La CRIIRAD - Commission de Recherche et d’Information Indépendantes sur la Radioactivité - est une association à but non lucratif qui s’est créée en mai 1986, au lendemain de Tchernobyl et s’est dotée d’un laboratoire spécialisé dans les analyses de radioactivité afin d’apporter aux populations une information alternative à celle des exploitants du nucléaire et de l’État.
Depuis 1986, la CRIIRAD a travaillé sur de très nombreux dossiers relatifs au nucléaire mais aussi à la radioactivité médicale et naturelle.
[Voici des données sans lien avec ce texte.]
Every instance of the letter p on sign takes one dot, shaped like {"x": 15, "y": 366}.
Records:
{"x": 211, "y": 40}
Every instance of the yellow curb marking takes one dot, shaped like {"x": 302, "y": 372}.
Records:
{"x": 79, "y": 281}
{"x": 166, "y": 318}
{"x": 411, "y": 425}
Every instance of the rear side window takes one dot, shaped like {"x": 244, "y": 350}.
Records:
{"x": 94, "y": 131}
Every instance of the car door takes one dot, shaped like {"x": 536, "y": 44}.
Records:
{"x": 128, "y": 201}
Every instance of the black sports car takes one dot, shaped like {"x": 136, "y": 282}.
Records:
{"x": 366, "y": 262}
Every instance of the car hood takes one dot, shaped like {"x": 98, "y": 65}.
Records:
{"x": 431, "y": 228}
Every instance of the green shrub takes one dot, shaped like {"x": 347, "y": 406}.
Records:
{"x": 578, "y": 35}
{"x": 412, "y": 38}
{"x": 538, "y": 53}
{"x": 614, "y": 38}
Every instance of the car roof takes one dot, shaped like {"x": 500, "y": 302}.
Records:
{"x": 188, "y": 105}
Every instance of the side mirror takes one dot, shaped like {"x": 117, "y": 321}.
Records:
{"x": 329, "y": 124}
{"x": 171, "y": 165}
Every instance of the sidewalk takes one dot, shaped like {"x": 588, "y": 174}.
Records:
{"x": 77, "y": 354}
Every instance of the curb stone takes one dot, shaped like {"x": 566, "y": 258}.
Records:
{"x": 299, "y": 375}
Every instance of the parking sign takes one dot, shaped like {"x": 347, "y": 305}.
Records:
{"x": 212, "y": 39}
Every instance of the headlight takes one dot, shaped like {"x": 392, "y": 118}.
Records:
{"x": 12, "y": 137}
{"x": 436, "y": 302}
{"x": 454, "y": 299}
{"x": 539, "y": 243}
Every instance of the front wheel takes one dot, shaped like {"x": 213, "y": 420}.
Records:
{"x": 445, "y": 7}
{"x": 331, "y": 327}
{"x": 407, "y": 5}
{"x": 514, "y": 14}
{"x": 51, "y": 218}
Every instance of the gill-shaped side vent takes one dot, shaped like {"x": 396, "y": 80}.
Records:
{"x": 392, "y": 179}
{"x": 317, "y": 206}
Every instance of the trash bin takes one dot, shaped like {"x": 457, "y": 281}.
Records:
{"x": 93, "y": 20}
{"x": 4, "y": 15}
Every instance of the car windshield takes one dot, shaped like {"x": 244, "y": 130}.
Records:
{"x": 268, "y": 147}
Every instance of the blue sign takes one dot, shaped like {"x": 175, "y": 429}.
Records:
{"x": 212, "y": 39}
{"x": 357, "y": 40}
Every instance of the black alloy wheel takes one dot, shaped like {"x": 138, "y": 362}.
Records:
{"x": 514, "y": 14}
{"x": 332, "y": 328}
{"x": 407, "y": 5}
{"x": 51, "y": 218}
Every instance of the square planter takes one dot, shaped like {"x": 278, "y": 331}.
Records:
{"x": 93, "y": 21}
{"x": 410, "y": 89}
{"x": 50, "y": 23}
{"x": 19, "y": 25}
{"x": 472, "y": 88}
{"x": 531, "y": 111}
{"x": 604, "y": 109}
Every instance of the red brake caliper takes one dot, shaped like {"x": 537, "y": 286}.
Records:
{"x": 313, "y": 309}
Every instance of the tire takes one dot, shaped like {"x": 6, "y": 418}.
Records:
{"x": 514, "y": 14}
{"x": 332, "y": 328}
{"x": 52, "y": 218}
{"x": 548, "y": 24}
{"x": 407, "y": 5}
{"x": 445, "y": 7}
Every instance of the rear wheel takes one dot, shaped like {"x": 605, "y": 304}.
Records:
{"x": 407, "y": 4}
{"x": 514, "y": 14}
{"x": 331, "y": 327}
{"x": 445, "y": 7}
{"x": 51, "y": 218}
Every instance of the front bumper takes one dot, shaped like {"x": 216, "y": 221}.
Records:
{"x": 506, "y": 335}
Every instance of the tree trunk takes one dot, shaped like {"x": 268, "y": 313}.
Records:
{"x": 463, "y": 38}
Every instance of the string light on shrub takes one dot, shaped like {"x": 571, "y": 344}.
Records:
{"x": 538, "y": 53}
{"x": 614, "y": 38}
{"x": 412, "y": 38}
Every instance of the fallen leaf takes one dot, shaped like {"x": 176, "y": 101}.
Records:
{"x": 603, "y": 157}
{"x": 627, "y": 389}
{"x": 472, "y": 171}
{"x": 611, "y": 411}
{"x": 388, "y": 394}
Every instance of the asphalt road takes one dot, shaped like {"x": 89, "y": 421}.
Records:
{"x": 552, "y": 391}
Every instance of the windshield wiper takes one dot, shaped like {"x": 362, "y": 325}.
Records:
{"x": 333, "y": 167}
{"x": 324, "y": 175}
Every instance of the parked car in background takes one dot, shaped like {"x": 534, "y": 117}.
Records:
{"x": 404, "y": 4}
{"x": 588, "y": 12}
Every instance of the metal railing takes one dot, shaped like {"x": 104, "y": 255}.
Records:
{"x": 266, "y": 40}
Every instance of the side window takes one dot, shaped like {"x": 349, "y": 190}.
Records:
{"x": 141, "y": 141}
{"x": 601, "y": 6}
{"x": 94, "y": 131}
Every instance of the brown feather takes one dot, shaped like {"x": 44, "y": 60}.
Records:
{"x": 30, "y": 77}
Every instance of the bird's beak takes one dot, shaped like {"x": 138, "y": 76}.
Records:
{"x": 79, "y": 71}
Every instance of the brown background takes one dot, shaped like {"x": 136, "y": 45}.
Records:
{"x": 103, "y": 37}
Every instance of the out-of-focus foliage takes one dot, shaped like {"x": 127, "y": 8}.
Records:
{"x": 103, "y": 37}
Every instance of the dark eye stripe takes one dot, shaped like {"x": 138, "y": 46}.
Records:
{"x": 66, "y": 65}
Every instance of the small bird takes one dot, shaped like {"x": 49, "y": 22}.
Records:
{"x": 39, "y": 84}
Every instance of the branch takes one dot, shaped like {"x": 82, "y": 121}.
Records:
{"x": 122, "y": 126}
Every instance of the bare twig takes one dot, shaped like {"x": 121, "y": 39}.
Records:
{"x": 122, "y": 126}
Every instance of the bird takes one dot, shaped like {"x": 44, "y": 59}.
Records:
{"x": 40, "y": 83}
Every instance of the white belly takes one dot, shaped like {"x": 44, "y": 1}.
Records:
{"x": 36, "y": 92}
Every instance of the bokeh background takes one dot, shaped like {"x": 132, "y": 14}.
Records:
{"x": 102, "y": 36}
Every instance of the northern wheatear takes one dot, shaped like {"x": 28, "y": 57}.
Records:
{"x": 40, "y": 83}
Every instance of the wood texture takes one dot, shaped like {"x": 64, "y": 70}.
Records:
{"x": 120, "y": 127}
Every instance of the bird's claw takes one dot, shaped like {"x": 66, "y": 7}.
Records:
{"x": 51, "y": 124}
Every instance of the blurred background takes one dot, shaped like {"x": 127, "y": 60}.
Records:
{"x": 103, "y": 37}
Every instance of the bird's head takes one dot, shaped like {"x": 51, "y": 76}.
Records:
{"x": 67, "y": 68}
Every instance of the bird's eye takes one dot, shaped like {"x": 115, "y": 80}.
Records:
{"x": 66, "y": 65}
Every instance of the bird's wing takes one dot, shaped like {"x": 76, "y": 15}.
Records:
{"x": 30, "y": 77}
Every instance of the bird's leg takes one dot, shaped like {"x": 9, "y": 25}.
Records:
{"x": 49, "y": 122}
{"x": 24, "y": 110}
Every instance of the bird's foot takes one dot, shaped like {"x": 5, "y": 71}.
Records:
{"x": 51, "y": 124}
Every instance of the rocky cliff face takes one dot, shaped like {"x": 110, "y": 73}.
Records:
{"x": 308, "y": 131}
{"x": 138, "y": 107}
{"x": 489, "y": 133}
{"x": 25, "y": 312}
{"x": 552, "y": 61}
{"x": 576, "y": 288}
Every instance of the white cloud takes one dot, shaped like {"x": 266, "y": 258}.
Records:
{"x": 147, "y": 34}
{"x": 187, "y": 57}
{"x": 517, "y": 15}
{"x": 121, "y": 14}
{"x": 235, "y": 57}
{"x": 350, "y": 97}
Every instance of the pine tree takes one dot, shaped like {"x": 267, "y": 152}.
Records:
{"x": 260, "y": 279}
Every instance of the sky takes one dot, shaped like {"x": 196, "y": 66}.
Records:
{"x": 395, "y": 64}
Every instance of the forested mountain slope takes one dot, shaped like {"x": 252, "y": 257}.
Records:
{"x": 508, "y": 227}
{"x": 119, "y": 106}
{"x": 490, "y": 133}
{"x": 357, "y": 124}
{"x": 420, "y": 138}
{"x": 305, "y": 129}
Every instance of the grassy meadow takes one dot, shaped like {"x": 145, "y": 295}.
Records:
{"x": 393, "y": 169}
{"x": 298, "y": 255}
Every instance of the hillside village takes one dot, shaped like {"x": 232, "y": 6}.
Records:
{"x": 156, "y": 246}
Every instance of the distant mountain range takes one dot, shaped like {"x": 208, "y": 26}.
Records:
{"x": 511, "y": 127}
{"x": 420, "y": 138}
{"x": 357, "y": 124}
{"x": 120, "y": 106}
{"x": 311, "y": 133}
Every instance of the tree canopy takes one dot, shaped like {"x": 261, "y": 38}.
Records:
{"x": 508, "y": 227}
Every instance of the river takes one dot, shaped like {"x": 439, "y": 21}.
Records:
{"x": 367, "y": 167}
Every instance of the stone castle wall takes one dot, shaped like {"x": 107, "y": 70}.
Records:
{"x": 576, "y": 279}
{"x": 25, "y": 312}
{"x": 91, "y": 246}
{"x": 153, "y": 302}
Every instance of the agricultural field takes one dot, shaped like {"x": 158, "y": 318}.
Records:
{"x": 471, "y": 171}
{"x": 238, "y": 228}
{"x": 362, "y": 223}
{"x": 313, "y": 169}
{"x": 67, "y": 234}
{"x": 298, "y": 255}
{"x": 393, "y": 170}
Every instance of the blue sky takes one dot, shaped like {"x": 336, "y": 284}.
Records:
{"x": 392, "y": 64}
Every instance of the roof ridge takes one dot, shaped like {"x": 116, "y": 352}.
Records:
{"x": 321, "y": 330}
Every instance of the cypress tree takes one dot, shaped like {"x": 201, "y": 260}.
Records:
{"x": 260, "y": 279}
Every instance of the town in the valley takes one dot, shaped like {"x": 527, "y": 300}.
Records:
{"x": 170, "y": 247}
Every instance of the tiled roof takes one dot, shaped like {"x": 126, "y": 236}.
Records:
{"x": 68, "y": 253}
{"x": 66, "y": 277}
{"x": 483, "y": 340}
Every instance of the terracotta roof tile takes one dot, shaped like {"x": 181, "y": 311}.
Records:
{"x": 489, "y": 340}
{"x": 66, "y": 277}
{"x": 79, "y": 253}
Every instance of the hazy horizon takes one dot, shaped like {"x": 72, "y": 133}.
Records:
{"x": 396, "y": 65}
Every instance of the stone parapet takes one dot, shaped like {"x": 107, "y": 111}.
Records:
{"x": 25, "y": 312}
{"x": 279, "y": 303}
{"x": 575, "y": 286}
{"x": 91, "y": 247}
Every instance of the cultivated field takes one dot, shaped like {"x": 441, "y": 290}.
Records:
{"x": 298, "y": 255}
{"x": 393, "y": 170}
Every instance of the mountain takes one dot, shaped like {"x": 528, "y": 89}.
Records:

Le dossier de Tchernobyl, et en particulier l’obtention de la reconnaissance, par les autorités françaises, des dysfonctionnements de mai 1986 est cependant resté tout au long des années au cœur de ses préoccupations que ce soit sur le plan des évaluations scientifiques, des analyses critiques ou des actions en justice.
Les démonstrations établies par la CRIIRAD concernent notamment : 1/ la sous-évaluation grossière de la contamination du territoire pendant toute la période de crise ; 2/ le refus d’application des recomman-dations et règlements européens visant à limiter la consommation d’aliments contaminés ; 3/ le défaut de protection des groupes critiques, et plus particulièrement des enfants (responsabilité aggravée par le fait qu’en 1988, les responsables français iront jusqu’à altérer la transposition d’une directive européenne afin de supprimer l’exigence de calculer des limites d’incorporation spécifiques pour les enfants ! (cf. décret n°88-521 du 18/04/88).
En réaction à son travail d’investigation et d’information, la CRIIRAD a essuyé des attaques virulentes mais caractérisées par 2 constantes : 1/ jamais de réponses aux arguments scientifiques et autres éléments de preuve avancés ; 2/ jamais de poursuite devant les tribunaux malgré l’importance des mises en cause publiques et nominatives (rappelons que c’est la CRIIRAD qui a poursuivi le Pr Pellerin pour diffamation, et non l’inverse !).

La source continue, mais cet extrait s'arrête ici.